Quelque part dans le temps ou dans l’espace, êtes-vous certains de n’avoir pas un double dont vous portez le manque ?
Qu’adviendrait-il si vous veniez à rencontrer celui ou celle que vous serez dans le futur, ou que vous avez pu être dans le passé ?
Après la fuite et la disparition, c’est le rapport entre un personnage et son double qui prend place dans la thématique d’Éric Faye - qui a reçu le grand prix du roman 2010 de l’Académie Française pour Nagasaki (chez Stock) - qu’analyse ici notre critique littéraire Jean Roulet.

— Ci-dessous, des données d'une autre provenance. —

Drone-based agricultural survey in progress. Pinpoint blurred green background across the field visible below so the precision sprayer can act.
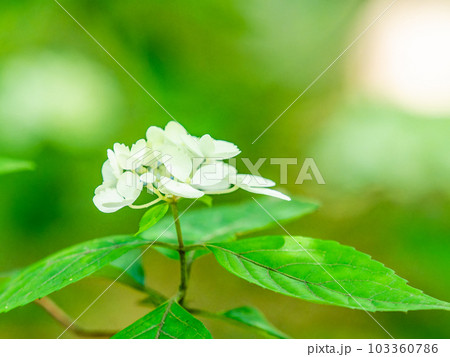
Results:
[0,0,450,338]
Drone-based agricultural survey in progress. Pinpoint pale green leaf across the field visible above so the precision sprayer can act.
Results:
[112,300,211,339]
[141,198,318,259]
[0,235,149,312]
[220,306,289,338]
[95,249,145,291]
[197,195,212,207]
[136,203,169,235]
[207,236,450,311]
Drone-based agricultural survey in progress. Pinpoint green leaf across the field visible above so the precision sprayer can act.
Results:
[95,249,145,291]
[141,198,318,259]
[207,236,450,311]
[220,306,289,338]
[0,235,149,312]
[136,203,169,235]
[112,300,211,339]
[0,157,35,175]
[197,195,212,207]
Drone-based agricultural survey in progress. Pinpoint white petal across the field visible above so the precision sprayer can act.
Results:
[124,139,153,170]
[236,174,276,187]
[191,161,236,187]
[102,159,118,187]
[181,135,203,158]
[117,171,143,202]
[139,172,156,184]
[93,185,130,213]
[114,143,130,169]
[199,134,216,159]
[239,185,291,201]
[161,145,192,181]
[160,177,204,198]
[213,140,241,159]
[107,149,123,178]
[164,121,188,144]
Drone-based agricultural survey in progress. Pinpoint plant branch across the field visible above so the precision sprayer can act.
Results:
[170,201,188,305]
[34,297,115,338]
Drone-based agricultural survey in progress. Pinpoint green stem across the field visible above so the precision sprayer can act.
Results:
[170,201,188,305]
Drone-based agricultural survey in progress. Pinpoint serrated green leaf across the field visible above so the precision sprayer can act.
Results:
[95,249,145,291]
[207,236,450,311]
[136,203,169,235]
[112,300,211,339]
[220,306,289,338]
[0,157,35,175]
[141,198,318,259]
[0,235,153,312]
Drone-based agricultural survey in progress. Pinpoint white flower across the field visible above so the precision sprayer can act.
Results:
[230,174,291,201]
[93,121,290,213]
[93,171,143,213]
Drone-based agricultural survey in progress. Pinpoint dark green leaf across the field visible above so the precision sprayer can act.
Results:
[141,198,318,259]
[0,236,149,312]
[0,157,34,175]
[95,249,145,291]
[207,236,450,311]
[221,306,289,338]
[112,300,211,339]
[136,203,169,235]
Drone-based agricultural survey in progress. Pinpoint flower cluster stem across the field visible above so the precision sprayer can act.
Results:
[170,201,188,305]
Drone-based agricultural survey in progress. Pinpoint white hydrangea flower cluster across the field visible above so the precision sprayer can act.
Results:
[93,121,290,213]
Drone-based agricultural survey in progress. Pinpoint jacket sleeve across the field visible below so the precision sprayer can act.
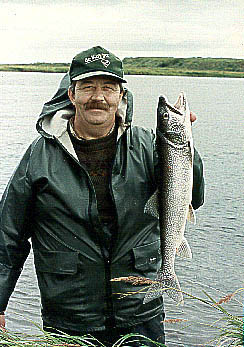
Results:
[0,147,32,311]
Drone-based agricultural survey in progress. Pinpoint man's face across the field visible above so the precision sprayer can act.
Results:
[69,76,122,127]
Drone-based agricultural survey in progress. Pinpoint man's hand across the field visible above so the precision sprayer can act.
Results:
[190,111,197,123]
[0,314,6,331]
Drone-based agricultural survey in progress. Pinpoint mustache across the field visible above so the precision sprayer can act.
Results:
[85,101,109,111]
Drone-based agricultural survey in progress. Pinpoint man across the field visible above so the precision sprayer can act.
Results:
[0,47,204,346]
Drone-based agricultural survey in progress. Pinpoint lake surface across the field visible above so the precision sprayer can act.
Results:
[0,72,244,347]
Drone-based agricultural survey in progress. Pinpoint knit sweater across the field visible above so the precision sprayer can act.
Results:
[68,124,117,225]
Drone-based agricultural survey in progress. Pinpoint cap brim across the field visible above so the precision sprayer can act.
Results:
[72,71,127,83]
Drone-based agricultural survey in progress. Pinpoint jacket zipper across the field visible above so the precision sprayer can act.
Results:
[55,138,118,327]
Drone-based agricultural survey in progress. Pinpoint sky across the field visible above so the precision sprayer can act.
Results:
[0,0,244,63]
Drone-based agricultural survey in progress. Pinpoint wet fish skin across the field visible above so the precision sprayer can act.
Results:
[143,93,195,303]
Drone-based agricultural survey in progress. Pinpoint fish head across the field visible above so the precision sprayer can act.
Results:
[157,92,192,145]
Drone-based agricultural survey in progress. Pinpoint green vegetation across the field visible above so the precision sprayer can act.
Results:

Émission proposée par : Jean ROULET
Référence : pag955
Télécharger l’émission (27.69 Mo)

_ Fondre la vitre

Dans un monde où chacun est l’étranger de l’autre, n’y a-t-il pas une forme d’enfer à cet enfermement du moi ?
Comment fondre la vitre qui nous sépare de cet autre, lui aussi prisonnier de son monde parallèle ? Question, nous l’avions vu dans la première émission de cette série, qui tourmente les personnages d’Éric Faye. Elle s’ouvre sur le fantasme d’un alter ego dont nous serions séparés mais qu’il suffirait de rejoindre pour abolir un isolement, combler notre incomplétude et guérir de ce vide qui douloureusement nous habite.

Dis-moi qui te hante

Tel est le thème du double. Décliné sous bien des formes, il se glisse en chaque nouvelle. Dans une société totalement privée de liens authentiques, les personnages d’Éric Faye n’ont d’autres recours que de s’inventer un alter ego, un être qui les hante et devient leur intime squatter.
Ils se nourrissent d’un impossible espoir : traverser les frontières du temps ou de l’espace et le rejoindre dans son monde.
Ce double est parfois ressenti comme un intrus, tout aussi inquiétant que l’inconnu dans la maison, scénario flagrant de Nagasaki. Il n’est alors de repos avant de l’avoir piégé, démasqué, dénoncé, au risque d’en éprouver ensuite quelques remords. Mais, là encore, cet autre n’est jamais que l’émanation d’un manque, le besoin de combler un vide.

L’Impossible rencontre

Bien savoir, cependant, qu’entre le personnage et son double il ne peut y avoir de réelle rencontre. La vitre est toujours là qui les sépare. La vitre ou le rideau de fer ou les murs d’une prison. En dépit de ses demandes, monsieur Shimura ne sera pas autorisé à rencontrer sa squatteuse. Il n’en saura jamais que la fugitive silhouette sur un écran mouchard.
Quant aux deux Solange Brillat, alors qu’elles partagent une seule et même identité, cinquante ans d’âge les séparent lorsqu’elles sont confrontées. Une scène suffocante s’ensuivra, un grand moment de littérature fantastique. Tout comme pour la matière et l’antimatière, il est des symétries fatales à tout contact.

Étranges communications

L’univers d’Éric Faye est parcouru de signaux le plus souvent témoins d’une invisible présence. Il faut être en vigie pour les reconnaître comme tels car ils peuvent emprunter bien des formes : appels silencieux au téléphone, appels de phare, inscriptions hâtives sur la vitre d’un wagon ou sur une ardoise, balises lumineuses, clignotements qui se répondent, ou bien encore messages en morse capté de nuit sur ondes courtes et d’autant plus précieux qu’ils sont reçus cryptés en provenance de quelque lointaine contrée.
Tout ce qui transgresse l’impossible d’une communication a valeur de signal. Pour le fugitif interdit de retour dans l’enclave de Berlin, la vibration du métro passant sous la maison est encore perçue comme une possible manifestation.
Autre forme de messages que ces apparitions fugitives dans un miroir qui a pu conserver des images du passé. À lire dans « La partie d’échecs » (6- p. 73). Un joueur joue aux échecs, non avec la Mort mais avec une femme des années mortes. Il peut la reconnaître à sa façon de jouer car elle fut la seule à pouvoir le battre, mais elle ne se montrera pas.
Des échanges avec un double, toujours, mais rien de plus à espérer. Comme sous un ciel qui pourrait indéfiniment s’alourdir sans jamais libérer la pluie.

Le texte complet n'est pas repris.